I want to make below script to count files that deleted. I tried a lot of methods with variables, but I didn't make something good. I need some help from users here.
Can anynone help to do?
Here is code:
#!/usr/bin/env bash
user="username"
if find /home/$user/.config/chromium &>/dev/null ; then
#Cookies
if find /home/$user/.config/chromium/Default/ &>/dev/null -type f -name "Cookies" ; then
find /home/$user/.config/chromium/Default/ -type f -name "Cookies" -exec rm -vf {} \;
fi
find /home/$user/.config/chromium/Default/ -type f -name "Cookies-journal" -exec rm -vf {} \;
find /home/$user/.config/chromium/Default -type f -name "QuotaManager" -exec rm -vf {} \;
find /home/$user/.config/chromium/Default -type f -name "QuotaManager-journal" -exec rm -vf {} \;
find /home/$user/.config/chromium/Default -type f -name "Preferences" -exec rm -vf {} \;
find /home/$user/.config/chromium/Default/Local*Storage/leveldb -type f -name "*" -exec rm -vf {} \;
#Form history
find /home/$user/.config/chromium/Default -type f -name "Web Data" -exec rm -vf {} \;
#History
find /home/$user/.config/chromium/Default -type f -name "History" -exec rm -vf {} \;
find /home/$user/.config/chromium/Default -type f -name "Favicons" -exec rm -vf {} \;
find /home/$user/.config/chromium -type f -name "chrome_shutdown_ms.txt" -exec rm -vf {} \;
find /home/$user/.config/chromium/Default -type f -name "History-journal" -exec rm -vf {} \;
find /home/$user/.config/chromium/Default -type f -name "History Provider Cache" -exec rm -vf {} \;
find /home/$user/.config/chromium/Default -type f -name "Network Action Predictor" -exec rm -vf {} \;
find /home/$user/.config/chromium/Default -type f -name "Network Action Predictor-journal" -exec rm -vf {} \;
find /home/$user/.config/chromium/Default -type f -name "Shortcuts" -exec rm -vf {} \;
find /home/$user/.config/chromium/Default -type f -name "Shortcuts-journal" -exec rm -vf {} \;
find /home/$user/.config/chromium/Default -type f -name "Top Sites" -exec rm -vf {} \;
find /home/$user/.config/chromium/Default -type f -name "Top Sites-journal" -exec rm -vf {} \;
find /home/$user/.config/chromium/Default -type f -name "Visited Links" -exec rm -vf {} \;
find /home/$user/.config/chromium/Default -type f -name "QuotaManager" -exec rm -vf {} \;
find /home/$user/.config/chromium/Default -type f -name "QuotaManager-journal" -exec rm -vf {} \;
find /home/$user/.config/chromium/Default/Session*Storage -type f -name "*" -exec rm -vf {} \;
find /home/$user/.config/chromium/Default -type f -name "Preferences" -exec rm -vf {} \;
find /home/$user/.config/chromium/Default -type f -name "DownloadMetadata" -exec rm -vf {} \;
fi
CodePudding user response:
Just print the count of how many files you're going to remove before you remove them:
#!/usr/bin/env bash
readarray -td '' files < <(find whatever -print0)
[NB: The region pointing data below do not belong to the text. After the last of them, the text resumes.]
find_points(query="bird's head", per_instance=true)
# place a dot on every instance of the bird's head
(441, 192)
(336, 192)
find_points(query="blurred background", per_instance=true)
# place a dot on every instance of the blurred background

printf 'Removing %d files\n' "${#files[@]}"
rm -f "${files[@]}"
Just change find whatever -print0
to whatever command you like that'll output a list of NUL
-separated files.
Here's a complete script using the above:
$ cat tst.sh
#!/usr/bin/env bash
readarray -td '' files < <(
find . -type f -name 'file_[0-9].txt' -print0
find . -type f -name 'foo*' -print0
find . -type f -name 'bar*' -print0
)
printf 'Removing %d files:\n' "${#files[@]}"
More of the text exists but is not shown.